Mikey Peterson
[ United States ]
In Through The Rift, the relationship between the information we retain and its imagery we mentally re-envision and reassemble, helps us conceptualize imperceptible events such as the slow moving catastrophe of climate change. Recalling Robert Jay Lofton’s concept of fragmentary awareness, we form surreal sequences from these visual thoughts in order to create our own narratives of the real events that are difficult to comprehend.
In this video, natural imagery unfolds into a surreal cycle of destruction, death, and rebirth. The fragmented footage, taken from three coastlines in the United States, is edited into new forms – accentuating nature’s close interplay with itself and us. The soundtrack, taken from the ambient sound of the source footage, is manipulated and layered with synth drones – reinforcing the intense and uncanny relationship between memory and reality. By dramatizing these natural moments, a light is cast on our environmental impact and the overall power, horror, and beauty of nature itself.

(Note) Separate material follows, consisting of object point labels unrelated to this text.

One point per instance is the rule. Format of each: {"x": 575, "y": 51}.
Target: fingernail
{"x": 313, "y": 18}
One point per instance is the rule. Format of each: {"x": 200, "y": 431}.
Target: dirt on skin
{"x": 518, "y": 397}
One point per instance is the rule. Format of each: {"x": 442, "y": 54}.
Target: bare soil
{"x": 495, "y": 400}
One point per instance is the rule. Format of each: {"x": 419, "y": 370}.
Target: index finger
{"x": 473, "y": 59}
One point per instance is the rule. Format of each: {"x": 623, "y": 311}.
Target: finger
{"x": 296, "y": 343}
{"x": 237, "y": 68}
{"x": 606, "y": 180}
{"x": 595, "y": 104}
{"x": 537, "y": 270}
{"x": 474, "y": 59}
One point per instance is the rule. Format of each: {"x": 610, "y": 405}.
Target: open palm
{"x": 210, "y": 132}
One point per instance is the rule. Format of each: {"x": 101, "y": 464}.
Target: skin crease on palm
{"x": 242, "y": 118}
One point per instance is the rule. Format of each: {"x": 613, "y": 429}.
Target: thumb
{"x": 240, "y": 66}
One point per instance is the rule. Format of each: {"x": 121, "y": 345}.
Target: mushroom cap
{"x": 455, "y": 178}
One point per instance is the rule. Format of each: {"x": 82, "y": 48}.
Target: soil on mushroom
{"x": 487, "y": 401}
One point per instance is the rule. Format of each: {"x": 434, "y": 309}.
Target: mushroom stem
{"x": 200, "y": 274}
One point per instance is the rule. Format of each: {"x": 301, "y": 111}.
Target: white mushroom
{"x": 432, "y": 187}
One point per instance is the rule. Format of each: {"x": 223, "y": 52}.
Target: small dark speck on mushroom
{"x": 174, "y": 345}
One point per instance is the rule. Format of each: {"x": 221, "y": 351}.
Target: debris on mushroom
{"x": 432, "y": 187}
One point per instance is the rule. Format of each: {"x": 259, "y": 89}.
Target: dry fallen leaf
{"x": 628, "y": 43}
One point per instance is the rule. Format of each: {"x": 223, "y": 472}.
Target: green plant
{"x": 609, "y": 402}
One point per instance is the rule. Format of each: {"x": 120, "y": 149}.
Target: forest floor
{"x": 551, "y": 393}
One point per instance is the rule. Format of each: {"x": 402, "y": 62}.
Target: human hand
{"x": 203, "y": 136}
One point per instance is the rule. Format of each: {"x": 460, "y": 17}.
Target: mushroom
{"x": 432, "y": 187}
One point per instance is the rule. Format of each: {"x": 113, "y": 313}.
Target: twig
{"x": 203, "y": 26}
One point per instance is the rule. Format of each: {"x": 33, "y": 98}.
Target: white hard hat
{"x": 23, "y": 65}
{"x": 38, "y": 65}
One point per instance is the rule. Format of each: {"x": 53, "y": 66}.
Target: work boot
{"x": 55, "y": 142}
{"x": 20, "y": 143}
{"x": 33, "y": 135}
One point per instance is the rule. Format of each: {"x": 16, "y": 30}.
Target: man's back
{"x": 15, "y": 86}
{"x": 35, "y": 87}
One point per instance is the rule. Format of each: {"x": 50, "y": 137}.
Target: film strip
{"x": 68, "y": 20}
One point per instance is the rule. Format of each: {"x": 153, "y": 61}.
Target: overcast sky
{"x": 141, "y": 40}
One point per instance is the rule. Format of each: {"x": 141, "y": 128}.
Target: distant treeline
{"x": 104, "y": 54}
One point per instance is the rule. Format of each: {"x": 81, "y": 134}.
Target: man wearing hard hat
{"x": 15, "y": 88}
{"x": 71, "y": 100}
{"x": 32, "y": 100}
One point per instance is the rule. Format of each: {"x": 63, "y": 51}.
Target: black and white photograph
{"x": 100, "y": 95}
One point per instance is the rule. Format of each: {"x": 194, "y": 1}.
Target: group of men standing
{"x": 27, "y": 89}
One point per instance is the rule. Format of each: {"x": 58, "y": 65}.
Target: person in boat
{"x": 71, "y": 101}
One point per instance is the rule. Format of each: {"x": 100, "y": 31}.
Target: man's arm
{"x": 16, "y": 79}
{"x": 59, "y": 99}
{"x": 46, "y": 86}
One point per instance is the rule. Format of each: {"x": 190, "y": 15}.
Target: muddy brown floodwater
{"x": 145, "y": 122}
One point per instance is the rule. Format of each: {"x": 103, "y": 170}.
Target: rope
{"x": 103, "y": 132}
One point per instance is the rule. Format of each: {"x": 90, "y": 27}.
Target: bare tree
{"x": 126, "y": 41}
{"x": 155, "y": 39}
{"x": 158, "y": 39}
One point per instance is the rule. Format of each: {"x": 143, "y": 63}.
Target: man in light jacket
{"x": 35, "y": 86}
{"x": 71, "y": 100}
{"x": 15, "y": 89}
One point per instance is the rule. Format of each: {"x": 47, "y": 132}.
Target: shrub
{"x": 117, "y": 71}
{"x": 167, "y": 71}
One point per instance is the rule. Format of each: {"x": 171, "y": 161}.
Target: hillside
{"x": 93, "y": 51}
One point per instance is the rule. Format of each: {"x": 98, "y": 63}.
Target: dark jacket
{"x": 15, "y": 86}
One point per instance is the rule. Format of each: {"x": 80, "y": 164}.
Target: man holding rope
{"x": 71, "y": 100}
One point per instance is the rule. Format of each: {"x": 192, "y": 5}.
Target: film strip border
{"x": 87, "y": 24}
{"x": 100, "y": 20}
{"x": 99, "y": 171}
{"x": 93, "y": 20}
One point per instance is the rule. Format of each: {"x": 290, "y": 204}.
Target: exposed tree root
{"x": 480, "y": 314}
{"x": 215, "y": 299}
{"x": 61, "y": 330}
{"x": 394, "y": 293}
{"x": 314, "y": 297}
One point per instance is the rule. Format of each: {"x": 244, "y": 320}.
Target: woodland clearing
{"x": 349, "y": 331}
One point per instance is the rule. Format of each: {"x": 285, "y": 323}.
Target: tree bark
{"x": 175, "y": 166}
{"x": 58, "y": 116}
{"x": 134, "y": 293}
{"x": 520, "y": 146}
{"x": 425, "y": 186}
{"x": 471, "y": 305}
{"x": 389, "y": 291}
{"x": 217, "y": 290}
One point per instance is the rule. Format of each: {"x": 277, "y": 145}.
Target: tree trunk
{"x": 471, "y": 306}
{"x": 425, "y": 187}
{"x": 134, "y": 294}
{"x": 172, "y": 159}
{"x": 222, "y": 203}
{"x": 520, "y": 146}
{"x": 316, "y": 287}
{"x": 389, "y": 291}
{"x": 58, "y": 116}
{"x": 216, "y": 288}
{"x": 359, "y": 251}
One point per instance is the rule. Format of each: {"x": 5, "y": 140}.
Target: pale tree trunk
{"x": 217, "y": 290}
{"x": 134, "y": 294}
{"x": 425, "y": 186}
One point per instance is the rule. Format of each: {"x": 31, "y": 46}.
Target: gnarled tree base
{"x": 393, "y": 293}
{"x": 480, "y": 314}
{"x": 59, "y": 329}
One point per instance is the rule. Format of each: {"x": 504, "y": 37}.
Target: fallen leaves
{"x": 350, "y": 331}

Primary Project Website: Through the Rift web page
Mikey Peterson
School of the Art Institute of Chicago & Snow City Arts
Mikey Peterson’s meditative images shift through extended real-time shots, subtle dissolves, and startling jump cuts. Light contrasts through darkened backgrounds, and classical elements—water, fire, air, and earth—create abstracted spaces. These distortions, influenced by pre-CGI science fiction films, arthouse horror, experimental cinema, and sound collage aim to disturb the viewer’s self-perception and sense of place while reinforcing their bond with the natural world through the use of digital technology. Subtle events appear dramatic, and nature’s movements become surreal transformations as they reside within the boundary between the physical and the virtual.
Footage is digitally manipulated and taken out of its original natural context to paradoxically relay other truths about the world that it is from – unveiling themes of memory, environmental preservation, evolution, destruction, disorientation, fear, and hope. To advance this process of displacement, Peterson manipulates the ambient sound from the source recordings to compose a cohesive soundtrack, moving the viewer into dream-like meditations, chaotic landscapes, and dark surreal spaces that contradict the enveloping rhythms of tone and light.
His work has shown at the Museum of the Moving Image in New York City; Chicago’s Museum of Contemporary Photography; the Chicago Cultural Center; the University of Chicago’s Smart Museum; Chicago’s Zhou B Art Center, Rome’s MAXXI Museum; South Korea’s CICA Museum; the Armory Center For The Arts in Pasadena, California; Seattle’s Northwest Film Forum; the SIGGRAPH Conference in Los Angeles, California, the Lucca Film Festival in Lucca, Italy, London’s Visions in the Nunnery, CURRENTS New Media in Santa Fe, New Mexico, the STREETVIDEOART exhibition in Paris, France, Brooklyn’s Ende Tymes Festival, New York’s Under The Subway Video Art Night, and the Video Art and Experimental Film Festival at Tribeca Cinemas in New York City. His work has been featured in publications including CICA Museum’s Post Human: New Media Art 2020 and Digital Body: New Media Art 2018; Mexico City’s Blancopop; Paris’ Stigmart 10 – Videofocus; LandEscape Art Review and the online audio publication, Text Sound.
Peterson develops and teaches courses at the School of the Art Institute of Chicago and Snow City Arts. In addition, he writes and performs sparse melodic songs as a solo musician.